We train a forest by calling train.

library("largeRCRF")
model <- train(CR_Response(status, time) ~ ageatfda + idu + black + cd4nadir,
               data = wihs, splitFinder = LogRankSplitFinder(1:2, 2), 
               ntree = 100, numberOfSplits = 0, mtry = 2, nodeSize = 15,
               randomSeed = 15)

We specify splitFinder = LogRankSplitFinder(1:2, 2), which indicates that we have event codes 1 to 2 to handle, but that we want to focus on optimizing splits for event 2 (which corresponds to when AIDS develops).

We specify that we want a forest of 100 trees (ntree = 100), that we want to try all possible splits when trying to split on a variable (numberOfSplits = 0), that we want to try splitting on two predictors at a time (mtry = 2), and that the terminal nodes should have an average size of at minimum 15 (nodeSize = 15; accomplished by not splitting any nodes with size less than 2 $\times$ nodeSize). randomSeed = 15 specifies a seed so that the results are deterministic; note that largeRCRF generates random numbers separately from R and so is not affected by set.seed().

Printing model on its own doesn't do much except print the different components and parameters that made the forest.

model

Next we'll make predictions on the training data. Since we're using the training data, largeRCRF will by default only predict each observation using trees where that observation wasn't included in the bootstrap sample ('out-of-bag' predictions).

predictions <- predict(model)

Since our data is competing risks data, our responses are several functions which can't be printed on screen. Instead a message lets us know of several functions which can let us extract the estimate of the survivor curve, the cause-specific cumulative incidence functions, or the cause-specific cumulative hazard functions (CHF).

predictions[[1]]

Here we extract the cause-specific functions for the AIDS event, as well as the overall survivor curve.

aids.cifs = extractCIF(predictions, event = 2)
aids.chfs = extractCHF(predictions, event = 2)
survivor.curves = extractSurvivorCurve(predictions)

Now we plot some of the functions that we extracted.

curve(aids.cifs[[3]](x), from=0, to=8, ylim=c(0,1),
       type="S", ylab="CIF(t)", xlab="Time (t)")

curve(aids.chfs[[3]](x), from=0, to=8, 
       type="S", ylab="CHF(t)", xlab="Time (t)")

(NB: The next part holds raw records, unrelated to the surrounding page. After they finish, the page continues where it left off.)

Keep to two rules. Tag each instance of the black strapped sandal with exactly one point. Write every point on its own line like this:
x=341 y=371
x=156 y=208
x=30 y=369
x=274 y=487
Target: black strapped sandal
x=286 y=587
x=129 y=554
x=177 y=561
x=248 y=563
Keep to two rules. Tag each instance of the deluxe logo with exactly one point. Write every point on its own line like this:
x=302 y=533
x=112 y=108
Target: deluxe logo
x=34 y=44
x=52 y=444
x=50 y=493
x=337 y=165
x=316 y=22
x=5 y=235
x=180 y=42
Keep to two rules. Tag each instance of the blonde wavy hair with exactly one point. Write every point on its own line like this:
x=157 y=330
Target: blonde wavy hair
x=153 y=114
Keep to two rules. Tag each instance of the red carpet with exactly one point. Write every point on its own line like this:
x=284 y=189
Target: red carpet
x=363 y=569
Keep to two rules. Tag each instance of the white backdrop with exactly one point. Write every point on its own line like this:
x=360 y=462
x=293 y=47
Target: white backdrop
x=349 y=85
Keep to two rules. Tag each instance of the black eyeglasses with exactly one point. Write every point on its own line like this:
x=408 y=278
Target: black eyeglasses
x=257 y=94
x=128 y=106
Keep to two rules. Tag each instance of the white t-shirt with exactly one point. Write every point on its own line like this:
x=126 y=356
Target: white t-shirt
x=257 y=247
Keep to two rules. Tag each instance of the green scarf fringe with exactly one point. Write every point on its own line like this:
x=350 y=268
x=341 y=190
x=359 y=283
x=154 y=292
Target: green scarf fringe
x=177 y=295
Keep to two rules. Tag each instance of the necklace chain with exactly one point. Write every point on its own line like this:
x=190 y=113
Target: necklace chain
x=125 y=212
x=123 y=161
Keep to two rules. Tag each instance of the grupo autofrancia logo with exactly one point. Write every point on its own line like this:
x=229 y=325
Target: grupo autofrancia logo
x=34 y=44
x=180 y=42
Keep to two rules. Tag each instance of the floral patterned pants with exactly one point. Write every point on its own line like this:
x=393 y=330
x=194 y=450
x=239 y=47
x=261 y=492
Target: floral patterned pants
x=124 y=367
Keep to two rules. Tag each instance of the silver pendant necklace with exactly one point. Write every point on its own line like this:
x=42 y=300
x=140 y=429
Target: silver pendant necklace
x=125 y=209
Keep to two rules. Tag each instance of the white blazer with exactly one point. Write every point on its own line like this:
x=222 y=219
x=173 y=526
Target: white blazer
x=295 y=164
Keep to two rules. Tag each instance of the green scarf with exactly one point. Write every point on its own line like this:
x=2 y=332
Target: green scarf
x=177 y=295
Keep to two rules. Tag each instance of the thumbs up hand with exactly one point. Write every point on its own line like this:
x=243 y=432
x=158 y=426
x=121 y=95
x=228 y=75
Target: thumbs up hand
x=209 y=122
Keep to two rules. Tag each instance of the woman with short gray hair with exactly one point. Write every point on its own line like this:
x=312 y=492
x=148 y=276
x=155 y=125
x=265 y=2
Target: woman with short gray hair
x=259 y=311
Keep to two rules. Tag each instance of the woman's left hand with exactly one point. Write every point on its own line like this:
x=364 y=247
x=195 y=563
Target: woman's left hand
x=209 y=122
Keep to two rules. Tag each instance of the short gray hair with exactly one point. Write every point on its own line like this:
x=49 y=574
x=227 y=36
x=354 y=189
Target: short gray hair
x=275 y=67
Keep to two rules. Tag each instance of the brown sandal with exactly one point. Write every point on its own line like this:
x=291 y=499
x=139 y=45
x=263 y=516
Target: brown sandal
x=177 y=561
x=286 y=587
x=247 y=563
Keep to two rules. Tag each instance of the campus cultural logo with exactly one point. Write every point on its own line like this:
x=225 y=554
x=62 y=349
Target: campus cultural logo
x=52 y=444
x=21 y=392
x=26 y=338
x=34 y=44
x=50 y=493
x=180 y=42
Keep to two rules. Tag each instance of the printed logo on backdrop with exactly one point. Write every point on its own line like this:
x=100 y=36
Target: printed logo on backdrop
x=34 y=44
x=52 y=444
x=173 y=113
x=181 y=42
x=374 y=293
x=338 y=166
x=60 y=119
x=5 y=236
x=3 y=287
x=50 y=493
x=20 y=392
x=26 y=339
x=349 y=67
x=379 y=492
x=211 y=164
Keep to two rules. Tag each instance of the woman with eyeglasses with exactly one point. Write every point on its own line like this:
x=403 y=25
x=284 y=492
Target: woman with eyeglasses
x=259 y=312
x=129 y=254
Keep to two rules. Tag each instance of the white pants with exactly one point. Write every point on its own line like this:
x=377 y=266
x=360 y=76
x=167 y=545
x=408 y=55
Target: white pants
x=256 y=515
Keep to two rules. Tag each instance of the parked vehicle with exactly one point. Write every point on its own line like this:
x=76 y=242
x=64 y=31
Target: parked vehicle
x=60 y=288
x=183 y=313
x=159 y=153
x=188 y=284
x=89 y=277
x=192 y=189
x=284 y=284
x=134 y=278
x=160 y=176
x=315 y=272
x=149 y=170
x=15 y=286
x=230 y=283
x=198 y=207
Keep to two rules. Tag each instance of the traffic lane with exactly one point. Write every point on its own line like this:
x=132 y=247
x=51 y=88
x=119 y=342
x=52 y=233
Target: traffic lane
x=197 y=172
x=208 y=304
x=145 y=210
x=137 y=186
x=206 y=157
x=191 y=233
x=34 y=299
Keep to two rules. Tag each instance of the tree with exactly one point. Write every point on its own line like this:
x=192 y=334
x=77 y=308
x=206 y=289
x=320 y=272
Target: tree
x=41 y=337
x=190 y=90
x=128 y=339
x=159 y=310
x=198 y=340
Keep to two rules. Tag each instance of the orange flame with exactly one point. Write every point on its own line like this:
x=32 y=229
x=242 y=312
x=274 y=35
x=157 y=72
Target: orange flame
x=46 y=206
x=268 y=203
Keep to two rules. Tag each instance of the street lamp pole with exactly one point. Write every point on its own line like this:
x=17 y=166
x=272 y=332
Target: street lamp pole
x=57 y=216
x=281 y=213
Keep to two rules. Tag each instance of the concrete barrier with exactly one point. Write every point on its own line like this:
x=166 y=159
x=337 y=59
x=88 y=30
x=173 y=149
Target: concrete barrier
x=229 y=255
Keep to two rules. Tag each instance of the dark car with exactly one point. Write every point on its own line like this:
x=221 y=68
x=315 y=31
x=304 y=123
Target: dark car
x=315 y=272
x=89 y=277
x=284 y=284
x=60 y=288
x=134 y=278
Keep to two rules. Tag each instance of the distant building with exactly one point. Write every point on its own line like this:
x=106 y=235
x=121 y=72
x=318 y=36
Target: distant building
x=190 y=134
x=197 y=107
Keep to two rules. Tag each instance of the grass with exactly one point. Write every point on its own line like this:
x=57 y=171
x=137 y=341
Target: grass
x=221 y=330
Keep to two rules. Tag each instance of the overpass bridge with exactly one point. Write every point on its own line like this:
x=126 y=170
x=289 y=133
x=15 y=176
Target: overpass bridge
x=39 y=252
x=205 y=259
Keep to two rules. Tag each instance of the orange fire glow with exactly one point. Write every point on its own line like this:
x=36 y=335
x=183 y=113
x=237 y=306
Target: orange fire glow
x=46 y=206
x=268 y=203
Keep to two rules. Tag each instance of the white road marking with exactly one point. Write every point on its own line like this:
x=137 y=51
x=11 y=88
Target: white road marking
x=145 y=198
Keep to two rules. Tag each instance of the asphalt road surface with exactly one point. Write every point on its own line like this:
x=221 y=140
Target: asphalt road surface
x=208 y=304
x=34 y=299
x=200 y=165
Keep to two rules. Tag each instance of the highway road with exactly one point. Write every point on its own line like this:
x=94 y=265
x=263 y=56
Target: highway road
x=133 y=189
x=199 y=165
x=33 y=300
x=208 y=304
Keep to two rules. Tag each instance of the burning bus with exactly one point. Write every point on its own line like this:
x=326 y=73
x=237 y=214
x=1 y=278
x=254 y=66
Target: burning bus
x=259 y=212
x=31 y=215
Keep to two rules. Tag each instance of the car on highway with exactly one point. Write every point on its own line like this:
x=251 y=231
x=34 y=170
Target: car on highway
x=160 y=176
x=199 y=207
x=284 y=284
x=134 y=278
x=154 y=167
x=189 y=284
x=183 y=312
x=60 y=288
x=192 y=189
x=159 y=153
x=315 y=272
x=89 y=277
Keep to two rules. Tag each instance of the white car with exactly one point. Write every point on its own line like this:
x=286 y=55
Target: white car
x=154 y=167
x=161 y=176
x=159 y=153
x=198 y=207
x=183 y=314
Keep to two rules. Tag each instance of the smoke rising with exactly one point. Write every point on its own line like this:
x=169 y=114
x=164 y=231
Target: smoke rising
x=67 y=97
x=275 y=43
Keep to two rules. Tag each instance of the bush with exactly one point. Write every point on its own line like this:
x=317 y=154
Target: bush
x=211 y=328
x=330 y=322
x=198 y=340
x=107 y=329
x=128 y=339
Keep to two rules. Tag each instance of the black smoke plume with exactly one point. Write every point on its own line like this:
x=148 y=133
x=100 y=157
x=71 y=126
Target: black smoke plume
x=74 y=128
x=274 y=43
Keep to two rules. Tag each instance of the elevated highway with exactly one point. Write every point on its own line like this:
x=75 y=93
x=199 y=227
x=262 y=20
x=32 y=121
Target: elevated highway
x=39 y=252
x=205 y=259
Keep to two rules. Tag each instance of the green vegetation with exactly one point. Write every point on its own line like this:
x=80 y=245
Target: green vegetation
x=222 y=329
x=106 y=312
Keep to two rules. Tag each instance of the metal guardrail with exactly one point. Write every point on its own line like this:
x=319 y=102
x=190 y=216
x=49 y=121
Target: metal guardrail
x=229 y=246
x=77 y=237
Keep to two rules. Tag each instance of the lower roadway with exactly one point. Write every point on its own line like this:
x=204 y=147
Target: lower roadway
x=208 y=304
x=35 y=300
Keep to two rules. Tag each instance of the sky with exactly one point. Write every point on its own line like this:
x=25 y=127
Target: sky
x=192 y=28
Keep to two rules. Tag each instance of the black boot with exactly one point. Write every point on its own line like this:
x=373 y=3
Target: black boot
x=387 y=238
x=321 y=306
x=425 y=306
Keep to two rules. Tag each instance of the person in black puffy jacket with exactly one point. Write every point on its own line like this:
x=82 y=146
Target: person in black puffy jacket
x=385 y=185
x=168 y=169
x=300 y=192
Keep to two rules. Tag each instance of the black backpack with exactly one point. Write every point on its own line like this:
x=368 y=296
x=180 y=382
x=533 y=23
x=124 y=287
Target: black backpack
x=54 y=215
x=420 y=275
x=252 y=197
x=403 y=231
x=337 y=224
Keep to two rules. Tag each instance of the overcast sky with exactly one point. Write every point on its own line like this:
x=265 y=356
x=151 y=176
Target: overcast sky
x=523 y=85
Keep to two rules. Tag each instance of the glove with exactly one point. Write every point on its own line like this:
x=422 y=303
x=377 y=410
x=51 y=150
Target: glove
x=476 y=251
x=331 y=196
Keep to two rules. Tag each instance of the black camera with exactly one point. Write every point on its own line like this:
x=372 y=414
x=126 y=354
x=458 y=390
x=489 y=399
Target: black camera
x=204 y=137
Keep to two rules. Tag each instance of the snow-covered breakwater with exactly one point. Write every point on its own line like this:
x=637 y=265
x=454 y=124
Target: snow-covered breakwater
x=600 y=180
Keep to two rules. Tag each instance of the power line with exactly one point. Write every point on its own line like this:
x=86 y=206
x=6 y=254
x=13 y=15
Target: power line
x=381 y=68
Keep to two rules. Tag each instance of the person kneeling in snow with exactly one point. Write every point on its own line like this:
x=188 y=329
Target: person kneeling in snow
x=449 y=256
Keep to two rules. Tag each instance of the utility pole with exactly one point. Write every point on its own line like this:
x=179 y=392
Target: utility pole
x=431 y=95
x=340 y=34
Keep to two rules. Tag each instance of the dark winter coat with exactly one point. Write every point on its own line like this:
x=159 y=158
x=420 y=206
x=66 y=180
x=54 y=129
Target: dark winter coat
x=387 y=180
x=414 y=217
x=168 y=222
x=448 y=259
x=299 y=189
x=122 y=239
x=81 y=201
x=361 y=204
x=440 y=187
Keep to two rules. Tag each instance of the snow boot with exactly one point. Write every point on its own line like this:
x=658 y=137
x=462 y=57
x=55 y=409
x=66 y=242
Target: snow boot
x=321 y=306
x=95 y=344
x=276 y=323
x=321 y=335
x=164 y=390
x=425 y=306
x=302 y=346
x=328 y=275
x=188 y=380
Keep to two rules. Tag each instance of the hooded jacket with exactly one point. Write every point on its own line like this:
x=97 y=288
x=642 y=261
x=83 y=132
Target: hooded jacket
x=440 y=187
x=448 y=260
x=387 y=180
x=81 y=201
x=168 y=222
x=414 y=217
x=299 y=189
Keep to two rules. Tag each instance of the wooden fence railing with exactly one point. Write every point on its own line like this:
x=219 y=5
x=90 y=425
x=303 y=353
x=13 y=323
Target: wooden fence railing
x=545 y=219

Finally, we calculate the naive concordance error on the out-of-bag predictions. extractMortalities calculates a measure of mortality by integrating the specified event's cumulative incidence function from 0 to time, although users are free to substitute their own measures if desired. naiveConcordance then takes the true responses and compares them with the mortality predictions provided, estimating the proportion of wrong predictions for each event as described by @WolbersConcordanceCompetingRisks.

mortalities1 <- extractMortalities(predictions, time = 8, event = 1)
mortalities2 <- extractMortalities(predictions, time = 8, event = 2)
naiveConcordance(CR_Response(wihs$status, wihs$time), 
               list(mortalities1, mortalities2))

We could continue by trying another model to see if we could lower the concordance error, or by integrating the above steps into some tuning algorithm.